Andrew Donnellan andrew at donnellan.id.au
Fri Aug 21 15:02:47 UTC 2020

On Fri, 21 Aug 2020 at 23:46, Hugh Fisher via linux <linux at lists.samba.org>

> If a machine is idling away happily, so what? Why do we think it
> worthwhile or necessary to reach a level of utilization?

You correctly identify "monetary reasons". For rather obvious reasons, the
industry does indeed choose to have more money rather than choosing to have
less money.

> The alternative is demonstrated by my phone. Like most people I have a
Ghz CPU with gigabytes of RAM and storage in my pocket.
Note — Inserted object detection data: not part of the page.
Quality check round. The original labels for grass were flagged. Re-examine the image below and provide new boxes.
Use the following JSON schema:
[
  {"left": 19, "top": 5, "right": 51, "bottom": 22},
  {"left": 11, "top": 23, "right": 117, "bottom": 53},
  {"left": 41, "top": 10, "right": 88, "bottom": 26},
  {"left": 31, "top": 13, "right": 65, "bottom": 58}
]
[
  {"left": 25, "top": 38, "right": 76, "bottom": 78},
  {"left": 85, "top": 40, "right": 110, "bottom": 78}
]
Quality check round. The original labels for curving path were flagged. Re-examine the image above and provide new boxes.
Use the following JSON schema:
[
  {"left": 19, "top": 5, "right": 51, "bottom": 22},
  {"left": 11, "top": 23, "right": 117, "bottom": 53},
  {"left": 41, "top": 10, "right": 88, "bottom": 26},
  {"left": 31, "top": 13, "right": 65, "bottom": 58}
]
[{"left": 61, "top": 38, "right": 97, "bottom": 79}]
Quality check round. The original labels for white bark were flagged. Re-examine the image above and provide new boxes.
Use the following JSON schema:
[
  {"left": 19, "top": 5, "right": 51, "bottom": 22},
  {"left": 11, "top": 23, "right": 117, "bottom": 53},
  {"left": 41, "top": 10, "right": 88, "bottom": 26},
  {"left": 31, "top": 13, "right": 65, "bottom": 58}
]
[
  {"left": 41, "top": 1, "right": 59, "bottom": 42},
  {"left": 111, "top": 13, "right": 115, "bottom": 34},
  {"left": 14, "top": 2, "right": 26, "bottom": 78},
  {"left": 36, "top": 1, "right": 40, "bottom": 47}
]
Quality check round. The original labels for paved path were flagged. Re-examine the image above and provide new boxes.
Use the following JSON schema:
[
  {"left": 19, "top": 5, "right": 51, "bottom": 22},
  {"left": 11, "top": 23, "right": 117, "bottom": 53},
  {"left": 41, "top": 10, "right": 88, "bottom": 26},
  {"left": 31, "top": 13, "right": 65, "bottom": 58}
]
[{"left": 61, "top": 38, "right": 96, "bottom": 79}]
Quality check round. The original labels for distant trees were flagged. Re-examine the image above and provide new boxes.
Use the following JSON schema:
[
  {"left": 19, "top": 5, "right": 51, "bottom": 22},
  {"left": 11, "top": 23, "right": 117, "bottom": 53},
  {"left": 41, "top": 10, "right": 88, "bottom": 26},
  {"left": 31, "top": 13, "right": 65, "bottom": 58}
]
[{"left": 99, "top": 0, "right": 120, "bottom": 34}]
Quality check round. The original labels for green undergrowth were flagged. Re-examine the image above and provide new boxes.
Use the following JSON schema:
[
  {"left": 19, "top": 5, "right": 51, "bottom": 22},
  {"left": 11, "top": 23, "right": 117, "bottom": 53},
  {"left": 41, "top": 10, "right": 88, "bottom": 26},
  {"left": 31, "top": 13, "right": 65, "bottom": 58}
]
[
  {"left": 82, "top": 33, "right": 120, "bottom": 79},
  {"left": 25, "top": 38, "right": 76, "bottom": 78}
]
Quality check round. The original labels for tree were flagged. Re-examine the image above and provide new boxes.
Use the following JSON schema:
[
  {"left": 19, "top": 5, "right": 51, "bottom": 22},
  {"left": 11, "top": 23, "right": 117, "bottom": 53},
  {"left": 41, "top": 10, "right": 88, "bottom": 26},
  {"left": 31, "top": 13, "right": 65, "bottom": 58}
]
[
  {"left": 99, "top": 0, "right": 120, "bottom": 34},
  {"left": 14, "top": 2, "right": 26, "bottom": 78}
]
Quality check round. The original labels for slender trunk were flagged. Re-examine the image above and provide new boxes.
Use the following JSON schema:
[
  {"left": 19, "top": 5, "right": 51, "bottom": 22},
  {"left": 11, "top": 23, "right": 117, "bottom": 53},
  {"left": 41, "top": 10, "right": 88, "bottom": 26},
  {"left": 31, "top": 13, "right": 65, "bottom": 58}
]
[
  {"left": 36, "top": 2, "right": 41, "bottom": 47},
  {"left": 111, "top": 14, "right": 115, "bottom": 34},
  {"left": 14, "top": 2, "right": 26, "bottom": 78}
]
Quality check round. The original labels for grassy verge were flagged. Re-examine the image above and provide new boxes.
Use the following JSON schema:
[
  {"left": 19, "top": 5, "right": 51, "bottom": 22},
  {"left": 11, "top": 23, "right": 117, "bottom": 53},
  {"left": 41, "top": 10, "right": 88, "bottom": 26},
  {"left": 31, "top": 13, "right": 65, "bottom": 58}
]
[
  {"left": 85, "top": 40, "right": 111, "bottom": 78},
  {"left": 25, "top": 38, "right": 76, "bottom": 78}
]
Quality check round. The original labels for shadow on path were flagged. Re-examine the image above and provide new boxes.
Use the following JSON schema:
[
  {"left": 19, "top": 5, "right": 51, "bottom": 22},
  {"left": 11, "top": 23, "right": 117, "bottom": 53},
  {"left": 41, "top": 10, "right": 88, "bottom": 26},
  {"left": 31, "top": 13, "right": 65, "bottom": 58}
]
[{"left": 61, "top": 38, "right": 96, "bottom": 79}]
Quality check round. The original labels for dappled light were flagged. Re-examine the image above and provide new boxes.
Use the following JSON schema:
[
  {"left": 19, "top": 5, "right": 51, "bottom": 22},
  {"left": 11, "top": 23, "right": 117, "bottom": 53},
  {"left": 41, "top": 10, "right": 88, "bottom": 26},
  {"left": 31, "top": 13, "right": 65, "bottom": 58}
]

It's idle a
> lot of the time, but I don't feel at all guilty about this because
> these phone computer systems are designed for irregular, varying
> workloads.
> Modern phones, which are mostly running Linux and the rest a variant
> of BSD Unix, can switch into and out of low power mode in fractions of
> a second. The OS can switch on or off individual hardware units within
> each chip. This doesn't stop them from being extremely fast: current
> generation ARM CPUs in phones have single threaded performance
> comparable or better than many Intel CPUs, and multithreaded isn't
> bad.
> I'm really curious as to why similar technology isn't being used in
> data centres. (Or if it is, why we don't hear more about it.)

Every modern high performance CPU has various advanced power management
capabilities, capable of sending various parts of the chip into different
levels of sleep state. The reason you don't hear more about it is that it's
so ubiquitous that it's impossible to buy a CPU that can't do that.

Power management doesn't address the capital cost of hardware, or the
operational limits of rack space, networking equipment, etc etc etc.